Ransomware Group: QILIN

VICTIM NAME: www[.]nuphoton[.]com

NOTE: No files or stolen information are [exfiltrated/downloaded/taken/hosted/seen/reposted/disclosed] by RedPacket Security. Any legal issues relating to the content of the files should be directed at the attackers directly, not RedPacket Security. This blog is simply posting an editorial news post informing that a company has fallen victim to a ransomware attack. RedPacket Security is in no way affiliated or aligned with any ransomware threat actors or groups and will not host infringing content. The information on this page is fully automated and redacted whilst being scraped directly from the QILIN Onion Dark Web Tor Blog page.

AI Generated Summary of the Ransomware Leak Page

The ransomware leak page pertains to Nuphoton Technologies, Inc., a well-established company specializing in fiber lasers and amplifiers used across various industrial, defense, aerospace, biomedical, telecommunications, and research sectors. The breach was discovered on June 30, 2025, and the attack is believed to have occurred on the same date. The leak was publicly announced by a hacking group named “qilin,” which is known for targeting technology companies. The page features a screenshot displaying internal information, indicating that sensitive data may have been compromised. There are references to data being leaked or made accessible through the provided onion link, suggesting that the attackers may have published or intend to publish stolen files.

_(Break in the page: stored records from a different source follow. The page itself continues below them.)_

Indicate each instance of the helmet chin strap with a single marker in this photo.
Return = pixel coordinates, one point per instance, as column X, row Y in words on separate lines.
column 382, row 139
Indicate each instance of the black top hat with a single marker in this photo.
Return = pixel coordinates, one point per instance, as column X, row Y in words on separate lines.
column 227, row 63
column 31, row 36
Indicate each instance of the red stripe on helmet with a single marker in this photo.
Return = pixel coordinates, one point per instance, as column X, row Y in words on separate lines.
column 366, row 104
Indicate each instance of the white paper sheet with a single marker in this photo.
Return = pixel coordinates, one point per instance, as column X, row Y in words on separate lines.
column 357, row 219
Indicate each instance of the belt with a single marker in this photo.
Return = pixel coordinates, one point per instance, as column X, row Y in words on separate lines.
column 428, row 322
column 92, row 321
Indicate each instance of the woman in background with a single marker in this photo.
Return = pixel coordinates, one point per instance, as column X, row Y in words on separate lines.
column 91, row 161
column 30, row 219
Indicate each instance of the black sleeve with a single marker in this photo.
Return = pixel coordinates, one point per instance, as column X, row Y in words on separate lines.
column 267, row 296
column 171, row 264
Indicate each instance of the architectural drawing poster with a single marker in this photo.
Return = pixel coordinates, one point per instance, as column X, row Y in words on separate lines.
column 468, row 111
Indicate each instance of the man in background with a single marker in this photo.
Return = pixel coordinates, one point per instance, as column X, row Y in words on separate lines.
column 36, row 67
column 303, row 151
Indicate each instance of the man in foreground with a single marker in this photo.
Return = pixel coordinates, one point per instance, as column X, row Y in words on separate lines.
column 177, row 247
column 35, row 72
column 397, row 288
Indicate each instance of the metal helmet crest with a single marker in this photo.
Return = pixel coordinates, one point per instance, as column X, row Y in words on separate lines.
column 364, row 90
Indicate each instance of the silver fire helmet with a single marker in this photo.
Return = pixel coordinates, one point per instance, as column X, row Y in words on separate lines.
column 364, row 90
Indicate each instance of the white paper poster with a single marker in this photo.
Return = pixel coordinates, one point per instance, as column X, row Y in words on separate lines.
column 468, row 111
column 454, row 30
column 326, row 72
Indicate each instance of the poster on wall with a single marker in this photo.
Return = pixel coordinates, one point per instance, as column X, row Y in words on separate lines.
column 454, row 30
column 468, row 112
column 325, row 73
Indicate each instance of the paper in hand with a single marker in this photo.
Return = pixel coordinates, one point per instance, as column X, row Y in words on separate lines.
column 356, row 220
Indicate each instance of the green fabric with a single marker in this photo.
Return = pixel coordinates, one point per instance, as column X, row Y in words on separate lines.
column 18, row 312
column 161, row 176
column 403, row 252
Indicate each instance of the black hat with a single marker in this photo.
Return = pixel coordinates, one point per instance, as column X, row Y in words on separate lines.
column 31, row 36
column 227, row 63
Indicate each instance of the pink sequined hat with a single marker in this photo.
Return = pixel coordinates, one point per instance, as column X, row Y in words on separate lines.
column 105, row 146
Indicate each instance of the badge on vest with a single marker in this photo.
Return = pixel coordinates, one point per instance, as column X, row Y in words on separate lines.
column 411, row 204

Nuphoton Technologies has a long operational history since 1996, and its activities involve advanced fiber optic technology applications. Despite the company’s prominence in its industry, the ransomware group claims to have exfiltrated data and possibly implemented malicious access. While specific details such as the type of compromised information are not disclosed, the presence of a dedicated leak page indicates significant security implications. The attack appears to target the company’s digital infrastructure, with potential exposure of proprietary information and internal documents. The leak page includes a screenshot of internal content, which suggests that the attacker gained access to sensitive files. No further technical details about the type of data stolen are provided, but the leak’s existence highlights pressing cybersecurity concerns for the company and its stakeholders.